A path expression can be the entire content of a query; there is no requirement that there be a FLWOR expression in every query. Path expressions are useful for queries where no new elements and attributes are being constructed and the results don’t need to be sorted. A path expression can be preferable to a FLWOR because it is more compact and some implementations will be able to evaluate it faster.

FLWOR Expressions

FLWOR expressions, also known simply as FLWORs, are used for queries that are more complex. In addition to allowing more readable and structured selections, they allow functionality such as joining data from multiple sources, constructing new elements and attributes, evaluating functions on intermediate values, and sorting results.

FLWOR (pronounced “flower”), stands for “for, let, where, order by, return,” the keywords that are used in the expression. Example 6-1 shows a FLWOR that is equivalent to the second path expression from the previous section.

Example 6-1. FLWOR
for $prod in doc("catalog.xml")//product
let $prodDept := $prod/@dept
where $prodDept = "ACC" or $prodDept = "WMN"
return $prod/name

Of course, this is far more verbose, and for such a simple example, the path expression is preferable. However, this example is useful as an illustration before moving on to examples that are more complex. As you can see, the FLWOR is made up of several parts:

for

This clause sets up an iteration through the product elements returned by the path expression. The variable $prod is bound, in turn, to each product in the sequence. The rest of the FLWOR is evaluated once for each product, in this case, four times.

let

This clause binds the $prodDept variable to the value of the dept attribute.

where

This clause selects elements whose dept attribute is equal to ACC or WMN.

return

This clause returns the name child of each of the three product elements that pass the where clause.

The overall syntax of a FLWOR is shown in Figure 6-1.

Figure 6-1. Syntax of a FLWOR

The first clause in a FLWOR must be a for, let, or window clause. After that, any number of any of the clauses listed may appear, in any order. The final clause is the required return clause. The clauses of a FLWOR are listed in Table 6-1, along with a link to where they are covered fully in the book.

Table 6-1. FLWOR clauses
KeywordDescriptionChapter/Section
forSets up an iteration “The for Clause”
letBinds a variable “The let Clause”
for tumbling window, for sliding windowCreates windows “Windowing”
whereFilters out elements “The where Clause”
group byGroups results “Grouping Using the group by Clause”
order bySorts the results “The order by Clause”
countBinds the position to a variable “Using the count Clause”
returnSpecifies what to return “The return Clause”

FLWORs can be the whole query, or they can appear in other expressions such as in the return clause of another FLWOR or even in a function call, as in:

max(for $prod in doc("catalog.xml")//product
    return xs:integer($prod/number))

The for and return keywords are aligned vertically here to make the structure of the FLWOR more obvious. This is generally good practice, although not always possible.

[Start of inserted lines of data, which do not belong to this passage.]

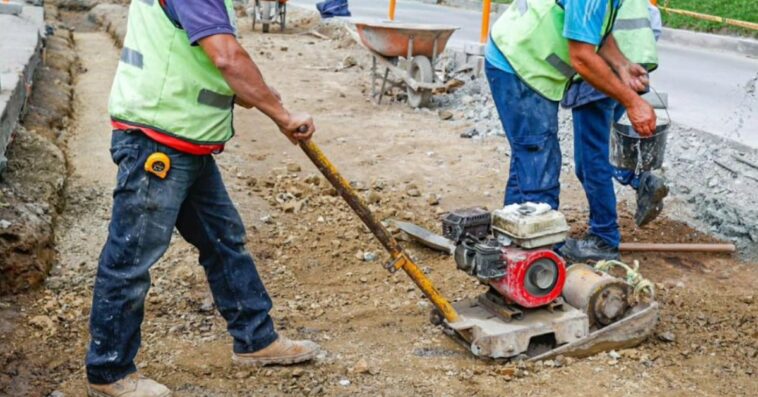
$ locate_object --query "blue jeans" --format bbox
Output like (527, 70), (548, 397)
(86, 131), (277, 384)
(485, 62), (561, 209)
(572, 97), (639, 247)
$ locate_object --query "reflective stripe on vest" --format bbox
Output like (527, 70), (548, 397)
(517, 0), (529, 15)
(197, 89), (234, 109)
(613, 18), (652, 31)
(613, 0), (658, 71)
(121, 47), (142, 69)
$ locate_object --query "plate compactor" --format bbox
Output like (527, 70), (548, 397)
(300, 141), (658, 360)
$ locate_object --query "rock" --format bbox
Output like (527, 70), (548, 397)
(437, 110), (453, 120)
(366, 190), (382, 204)
(363, 251), (379, 262)
(495, 366), (518, 377)
(461, 128), (479, 138)
(353, 358), (371, 374)
(426, 193), (440, 206)
(658, 331), (676, 343)
(405, 184), (421, 197)
(29, 315), (55, 331)
(400, 211), (416, 221)
(342, 55), (358, 69)
(234, 371), (250, 379)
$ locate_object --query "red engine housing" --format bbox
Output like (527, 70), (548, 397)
(490, 246), (566, 308)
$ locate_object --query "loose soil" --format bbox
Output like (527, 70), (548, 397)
(0, 6), (758, 396)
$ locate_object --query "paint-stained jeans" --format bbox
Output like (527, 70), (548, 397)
(86, 131), (277, 384)
(485, 62), (561, 209)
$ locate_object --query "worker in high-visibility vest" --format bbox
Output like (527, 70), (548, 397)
(86, 0), (319, 397)
(485, 0), (656, 259)
(561, 0), (668, 261)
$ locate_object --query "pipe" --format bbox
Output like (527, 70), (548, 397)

Let’s take a closer look at the main clauses that make up the FLWOR.

The for Clause

A for clause, whose syntax is shown in Figure 6-2, sets up an iteration that allows the rest of the FLWOR to be evaluated multiple times, once for each item in the sequence returned by the expression after the in keyword. This sequence, also known as the binding sequence, can evaluate to any sequence of zero, one, or more items. In the previous example, it was a sequence of product elements, but it could also be atomic values, attribute nodes, or indeed items of any kind, or a mixture of items. If the binding sequence is the empty sequence, the rest of the FLWOR is simply not evaluated (it iterates zero times).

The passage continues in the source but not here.